Proposed IRS tweaks to GILTI regs seen giving break to American taxpayers resident in high-tax countries
- By staff writer
- Tax
Proposed rule changes to the way “foreign income” earned by “Controlled Foreign Corporations” would be taxed by the U.S. would be good news for American taxpayers living in high-tax countries, tax experts have said.
The proposed rule changes, issued on Friday (June 14), would expand a high-tax exclusion for multinationals that have been unintentionally hit by an international provision meant to ensure that companies pay a minimum tax on offshore profits in low-tax countries, the so-called GILTI (Global Intangible Low Tax Income) tax.
The GILTI tax was introduced by President Trump’s Tax Cuts & Jobs Act (TCJA) in December, 2017, and came into force on Jan. 1 of the following year.
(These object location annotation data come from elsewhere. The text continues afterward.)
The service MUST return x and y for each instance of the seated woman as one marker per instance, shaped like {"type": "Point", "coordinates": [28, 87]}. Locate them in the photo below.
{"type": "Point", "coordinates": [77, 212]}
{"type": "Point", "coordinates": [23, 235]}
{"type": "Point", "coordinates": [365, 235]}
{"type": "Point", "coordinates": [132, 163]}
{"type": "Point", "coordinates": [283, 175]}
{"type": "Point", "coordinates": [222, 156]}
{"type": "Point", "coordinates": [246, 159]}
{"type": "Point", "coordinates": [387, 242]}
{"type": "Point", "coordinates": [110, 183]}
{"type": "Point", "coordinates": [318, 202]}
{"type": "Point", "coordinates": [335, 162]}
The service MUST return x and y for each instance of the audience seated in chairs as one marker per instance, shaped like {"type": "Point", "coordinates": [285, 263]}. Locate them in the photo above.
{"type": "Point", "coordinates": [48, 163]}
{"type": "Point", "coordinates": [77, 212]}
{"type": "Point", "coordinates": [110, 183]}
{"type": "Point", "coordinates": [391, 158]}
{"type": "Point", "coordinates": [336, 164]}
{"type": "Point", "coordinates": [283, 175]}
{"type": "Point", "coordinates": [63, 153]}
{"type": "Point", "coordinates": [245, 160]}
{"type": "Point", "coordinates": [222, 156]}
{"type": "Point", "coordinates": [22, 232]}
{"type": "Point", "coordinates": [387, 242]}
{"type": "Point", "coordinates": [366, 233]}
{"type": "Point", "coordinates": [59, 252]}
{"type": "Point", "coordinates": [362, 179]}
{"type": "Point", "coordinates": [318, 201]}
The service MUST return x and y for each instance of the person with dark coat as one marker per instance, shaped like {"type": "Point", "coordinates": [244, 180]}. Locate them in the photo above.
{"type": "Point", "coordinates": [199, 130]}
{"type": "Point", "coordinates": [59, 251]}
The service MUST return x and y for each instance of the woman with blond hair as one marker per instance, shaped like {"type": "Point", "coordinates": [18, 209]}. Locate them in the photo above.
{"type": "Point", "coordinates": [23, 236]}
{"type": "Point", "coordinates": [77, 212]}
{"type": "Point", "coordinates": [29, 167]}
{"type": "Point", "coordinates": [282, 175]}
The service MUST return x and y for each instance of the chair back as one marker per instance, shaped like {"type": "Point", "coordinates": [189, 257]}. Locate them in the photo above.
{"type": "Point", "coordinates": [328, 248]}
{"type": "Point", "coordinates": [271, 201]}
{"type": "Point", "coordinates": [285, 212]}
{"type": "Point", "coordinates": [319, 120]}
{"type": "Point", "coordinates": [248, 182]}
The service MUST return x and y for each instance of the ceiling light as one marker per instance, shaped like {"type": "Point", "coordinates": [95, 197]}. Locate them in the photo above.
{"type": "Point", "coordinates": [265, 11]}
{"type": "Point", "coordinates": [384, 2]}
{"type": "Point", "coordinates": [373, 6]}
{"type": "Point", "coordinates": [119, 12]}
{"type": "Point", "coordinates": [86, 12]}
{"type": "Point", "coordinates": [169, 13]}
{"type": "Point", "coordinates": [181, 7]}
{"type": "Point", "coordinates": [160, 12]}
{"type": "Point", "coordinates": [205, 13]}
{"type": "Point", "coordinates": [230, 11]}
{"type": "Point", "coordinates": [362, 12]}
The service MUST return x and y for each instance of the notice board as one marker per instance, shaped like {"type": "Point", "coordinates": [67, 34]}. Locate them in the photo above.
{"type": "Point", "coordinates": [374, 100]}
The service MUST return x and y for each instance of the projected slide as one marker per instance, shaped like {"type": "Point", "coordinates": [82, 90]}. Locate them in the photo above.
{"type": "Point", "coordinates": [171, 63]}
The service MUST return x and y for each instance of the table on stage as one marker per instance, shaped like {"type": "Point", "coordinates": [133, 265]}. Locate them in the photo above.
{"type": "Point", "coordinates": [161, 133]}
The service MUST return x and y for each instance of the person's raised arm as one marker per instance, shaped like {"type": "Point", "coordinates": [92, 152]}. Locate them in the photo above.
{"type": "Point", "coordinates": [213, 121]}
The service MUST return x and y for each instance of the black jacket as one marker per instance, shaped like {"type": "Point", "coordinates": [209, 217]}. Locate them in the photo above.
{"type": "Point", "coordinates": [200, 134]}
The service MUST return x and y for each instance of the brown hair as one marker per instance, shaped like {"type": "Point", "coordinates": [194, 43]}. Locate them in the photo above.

It requires companies to pay a 10.5% tax on any of their offshore profits that aren’t already taxed at a rate of at least 13.125%.
The tax applies to income that U.S. shareholders earn from controlled foreign corporations (CFCs) – those that are more than 50% owned by U.S. shareholders who own 10% or more of the total stock in the entity.
Under the GILTI provisions, it has emerged, some companies with CFCs that were paying more than 13.125% overseas were still getting caught by GILTI.
As reported here in March, American expat groups have been campaigning vigorously for changes in the way the TCJA generally and the GILTI tax in particular is written, as they argue that it unfairly hits American taxpayers living outside of the U.S., with owners of small overseas businesses particularly hard-hit.
The proposed regulations (REG-101828-19) include new guidance under tax code Section 958 for determining stock ownership, as well as under Section 951, with respect to GILTI income.
Tax experts say the proposed changes will be particularly welcome to Americans living outside the United States who are attempting to carry on business in their country of residence, through non-U.S. corporations.
Among the tax experts celebrating the publication of the proposed rule changes issued by the IRS has been Monte Silver, a U.S. tax attorney resident in Israel who, in February, filed a lawsuit in U.S. District Court against the IRS and U.S. Treasury, in which he challenged key elements of the TCJA, including the way it treated owners of small non-U.S. businesses owned by Americans.
"Of course, the new relief is still only a proposed regulation, and we must wait for the final regs to be issued," Silver said on Sunday, in a posting on a Facebook page for American expats.
"But it is safe to say that if you live in a country where the corporate tax is at least 18.9%, then you can smile a very big smile today."
John Richardson, a Toronto-based tax and citizenship lawyer, also said the news was a potentially important victory for crusaders against certain aspects of the TCJA. What's more, he pointed out today, the latest IRS statement with respect to GILTI represented the second time thus far this year that the U.S. Treasury has proposed a fresh interpretation of the GILTI rules that has been "favorable to individual owners of CFCs."
The first time was in March, when it determined that individuals using the Section 962 election were entitled to the same 50% discount that corporations were entitled to, by statute, he noted; now, in proposing that the Section 954 "high tax exclusion" should apply to all the foreign income earned by a CFC, the Treasury is effective saying "that income earned by foreign corporations with a tax rate of at least 18.9% would not be [classified as] GILTI," Richardson, who recently published a blog on the matter, added.
"Treasury should be congratulated for interpreting the legislation in a purposive manner, and should now turn its attention to interpreting the Section 965 transition tax in a way that is [as] so damaging to individuals as it currently is."
‘High-tax exclusion should be expanded’
In a statement issued on Friday alongside the proposed regulations, the IRS and U.S. Treasury said that “in response to comments” they had “determined that the GILTI high-tax exclusion should be expanded, on an elective basis, to include certain high-taxed income even if that income would not otherwise be FBCI [foreign-based company income] or insurance income.”
“In particular, the Treasury Department and the IRS have determined that taxpayers should be permitted to elect to apply the exception under section 954(b)(4) with respect to certain classes of income that are subject to high foreign taxes within the meaning of that provision,” they went on.